Something like that. I Know its not brill, but it’s a starting point, the next thing I write is probably going to make this look rather small by comparison.

Anywho, that’s all on Ruby, wonder if it’ll catch on.

Understanding Risk

The short version

Stuff happens, move on.

The long version

Risk management is a really interesting topic, I know there will be lots of people out there falling asleep at just the thought or risk management, well to you I say Hah! If you find risk management dull you’ve probably never had the fun of thinking through 101 different ways in which something could fail, and that requires a great use of imagination!

When considering risk there is a tendency from a sysadmin point of view to get stuck in the technical detail, i.e. if Node X dies we lose service Y; which is fine, that is a valid risk, but moving past this is kinda vital, predominately as most technical risks can be avoided with change processes or redundancy and high availability. After the technical risks you end up in environmental risks, “what if…” risks, for example “What if a power failure occurs” Great, these are environmental and you’ve chosen a provider that has UPS’s, Wonderful, Do they have generators? Diesel stored on site? In multiple containers? with a deliver schedule with multiple suppliers in the event of an emergency? Divergent power sources?

Okay, nothing to panic about here, these are just common sense issues, regardless of all of the mitigations that are in place you could just run 2 sites, 30 miles apart. So what if you are using the same provider for your 2 sites, what about the financial collapse of your hosting provider?

Okay so being totally paranoid, You have 2 providers each 30 miles apart, each with UPS, redundant generators, divergent power sources, SLA’s with fule providers, free air cooled data centre with backup air conditioners. Great, Good job…. Wrong! Where’s the backups? Are they both in the same Country? same Planet?
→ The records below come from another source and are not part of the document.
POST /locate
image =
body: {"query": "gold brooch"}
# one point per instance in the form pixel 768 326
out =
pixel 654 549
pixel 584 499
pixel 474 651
I guess the laboured point is you can’t mitigate everything, even if you think you can, you can’t.

So what do you do?

Kick back and relax, the problems will solve themselves! Not quite, but not far from the truth either, you have to be pragmatic, you have to consider what level of risk is affordable and justifiable. Remember that mitigating risk often costs money, and it is very easy for Senior management bods to pull you over hot coals when something fails and they will ask “How did this happen?”, It’s probably worth noting at this point you do not want to reply with “We didn’t have a suitable DR plan” That’s not going to wash.

Luckily for you, you just have to come up with all the risks you can and a number of solutions that mitigate against varying numbers of risks, let someone else make the call about what is an acceptable amount of risk and what can we live with.

It may also help to plot your risk management strategy against your year long or three year long strategy or against growth of the solution so there are known points at which a certain amount of resilience is needed.

For example, You launch a new website, you don’t know if it will be popular or not, you don’t know if it will be profitable. So for this solution, what is wrong with just ensuring you have a decent backup, even if it is to local disk and not “offsite” that’s better than nothing NB I would highly recommend you at least make a regular local copy, or better yet store the website in SVN as well and back that up…

This solution has a cheap and reasonable risk management policy, it may occasionally go down for an unknown period of time, Worse case scenario you have to apologise to all the users, promise to make it better and actually make it better (always do what you say you are going to do…)

As time goes on you can always add in additional sites and better backups. Always go for the solution that gives you the best bang for your buck. i.e. If you need off site backups, why not run two sites in high availability and do local backups in each, more throughput and better resilience.


You can not mitigate everything, so don’t try, look at what really is important, make sure you can recover. Have a plan that if customers hit number X or the solution profitability reaches y% you’ll add in the additional risk mitigation.